I’ve posted Entry #629 to my weekly Valuation-Informed Indexing column at the Value Walk site. It’s called Buy-and-Hold Made Stock Investing More Emotional Than It Has Ever Been Before.
Juicy Excerpt: Investors have always wanted to believe that the irrational exuberance that they create by practicing price indifference is real. And so stocks have always been a high-risk asset class at times of sky-high prices. But the Buy-and-Hold Model, which would have greatly diminished our ability to create irrational exuberance had Shiller’s Nobel-prize-winning research been available at the time it was being developed, made matters much worse than they have ever been before.


Yep. Everyone else has been wrong for the last 20 years and continues to be wrong. Meanwhile, only Rob Bennett is right. Because of a secret society of goons, Rob Bennett has been kept from the spotlight as the one and only financial guru that has figured it all out.
I’m not the only one. We have seen thousands of our fellow community members express a desire that honest posting re the last 41 years of peer-reviewed research be permitted at every site. Bill Bernstein wrote in his book that the 4 percent rule was wildly off the mark at the top of the bubble. Rob Arnott wrote to me and we had a back-and-forth discussion in which he said that all of my ideas about stock investing check out. Wade Pfau spent 16 months researching my ideas and concluded that: “Yes, Virginia, Valuation-Informed Indexing works!” Robert Shiller was awarded a Nobel prize for his research and his book was a best-seller. And on and on and on.
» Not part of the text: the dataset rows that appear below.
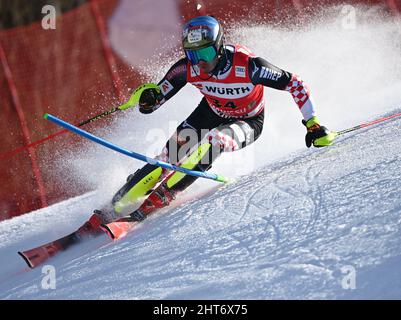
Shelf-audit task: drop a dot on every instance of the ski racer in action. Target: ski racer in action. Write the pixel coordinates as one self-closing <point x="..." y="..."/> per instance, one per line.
<point x="228" y="118"/>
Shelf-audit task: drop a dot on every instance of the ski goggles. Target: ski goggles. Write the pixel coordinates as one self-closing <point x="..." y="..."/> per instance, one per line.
<point x="206" y="54"/>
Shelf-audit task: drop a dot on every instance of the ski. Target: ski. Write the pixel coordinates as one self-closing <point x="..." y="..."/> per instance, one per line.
<point x="40" y="254"/>
<point x="119" y="228"/>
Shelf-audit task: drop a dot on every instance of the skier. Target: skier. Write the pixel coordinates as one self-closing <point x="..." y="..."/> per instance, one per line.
<point x="228" y="118"/>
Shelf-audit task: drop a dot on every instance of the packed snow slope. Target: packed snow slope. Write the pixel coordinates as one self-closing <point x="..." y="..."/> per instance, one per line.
<point x="292" y="230"/>
<point x="295" y="223"/>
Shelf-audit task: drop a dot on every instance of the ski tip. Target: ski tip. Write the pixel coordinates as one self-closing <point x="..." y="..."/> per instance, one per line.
<point x="106" y="229"/>
<point x="28" y="262"/>
<point x="222" y="179"/>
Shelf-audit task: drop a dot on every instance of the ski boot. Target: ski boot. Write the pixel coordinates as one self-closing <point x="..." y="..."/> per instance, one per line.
<point x="159" y="198"/>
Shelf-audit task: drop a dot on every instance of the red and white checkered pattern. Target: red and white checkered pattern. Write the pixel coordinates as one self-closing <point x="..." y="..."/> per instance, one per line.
<point x="222" y="140"/>
<point x="299" y="90"/>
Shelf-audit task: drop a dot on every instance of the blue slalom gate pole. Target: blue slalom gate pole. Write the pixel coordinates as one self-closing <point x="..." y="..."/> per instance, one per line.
<point x="133" y="154"/>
About 10 percent of the population today believes that long-term market timing (price discipline!) is required. Once we open every site to honest posting, I believe that we will be able to get that number up to 20 percent within about six months. It will take much longer to get it to 40 percent but in time we will do it. And then eventually we will get it to 80 percent. We will all be able to live better and fuller and richer lives from that point forward than we ever imagined possible during the Buy-and-Hold Era.
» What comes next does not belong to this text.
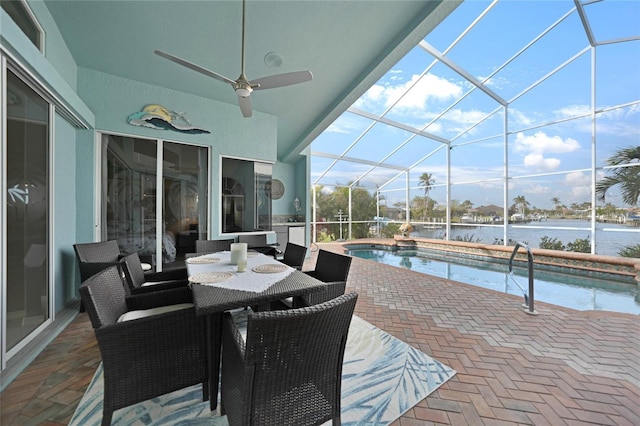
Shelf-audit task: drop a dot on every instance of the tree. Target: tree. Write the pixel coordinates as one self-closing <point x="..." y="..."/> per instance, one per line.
<point x="466" y="205"/>
<point x="626" y="177"/>
<point x="426" y="182"/>
<point x="330" y="203"/>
But it needs to be every site permitting honest posting. We all have a Get Rich Quick/Buy-and-Hold impulse residing within us. We would like to believe that market timing is not absolutely required, that for the first time in history we might be able to get away with creating a mountain of irrational exuberance and not pay a terrible price. It has never yet happened and our common sense tells us that it is impossible that it could ever happen. But, like an alcoholic who tells himself that maybe it won’t be such a terrible thing if he takes just one drink, we do very much want to believe it. If we are going to tune out the Get Rich Quick/Buy-and-Hold noise, we are going to need to have some people citing the last 41 years of peer-reviewed research at every site we visit.
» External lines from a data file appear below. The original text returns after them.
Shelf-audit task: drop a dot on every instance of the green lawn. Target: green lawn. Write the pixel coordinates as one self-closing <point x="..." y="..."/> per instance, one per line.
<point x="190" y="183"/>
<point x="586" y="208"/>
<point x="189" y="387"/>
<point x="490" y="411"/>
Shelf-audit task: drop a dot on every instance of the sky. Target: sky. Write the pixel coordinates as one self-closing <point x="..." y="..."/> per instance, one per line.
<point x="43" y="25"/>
I believe that we will get there in the days following the next Buy-and-Hold Crisis. It will be interesting to see how things play out.
My best wishes to you.
Rob
So you are now saying that these guys are right? They each disagree with you on very major issues. Wade even sent you a scathing email not only explaining how you are wrong, but he also spoke about the harm you caused him.
I believe that people in the investment advice field are like people in every other field — they would like to be free to do honest work, they would like to be able to go to bed at night feeling that they had helped people.
Shiller has described the intellectual leap from the finding that short-term price changes are unpredictable (University of Chicago Economics Professor Eugene Fama showed this in research published in the 1960s) to the Buy-and-Hold belief that the market sets prices properly as “one of the most remarkable errors in the history of economics.” Humans did not come to Planet Earth with perfect knowledge of how stock investing works. The way it is done in every other field of human endeavor is that people take educated guesses and then learn over time where they have gotten something wrong and then fix it.
The “fix it” part is broken in the investment advice field. The feeling is that making a mistake in this field would be such s terrible thing that the “experts” must keep it zipped when new research shows that they have made a mistake. So the mistake just keeps compounding and compounding. Precisely 100 percent of the evidence available to us today shows that long-term market timing (price discipline!) is always 100 percent required and presisely 0 percent of the evidence supports the “idea” that they might be some mystical, magical alternate universe where market timing (price discipline!) is not 100 percent required. Gee, I wonder why so many Buy-and-Holders feel the need to resort to abusive posting to “defend” the idea that long-term market timing is not always required.
Everyone in the field would like to see every site opened to honest posting re the peer-reviewed research. But who is going to be the one to pin the bell to the tail of the cat? Who is going to be the site owner brave enough to permit honest posting and take on the wrath of the Buy-and-Hold Goon Squads? I believe that someone will appear in the days following the next Buy-and-Hold Crisis. I believe that that fellow or gal will live to see his or her head carved on Mount Rushmore in recognition of the great good that he or she will have done for millions and millions of people who need access to honest and accurate and research-based advice on how to plan their retirement. We’ll see.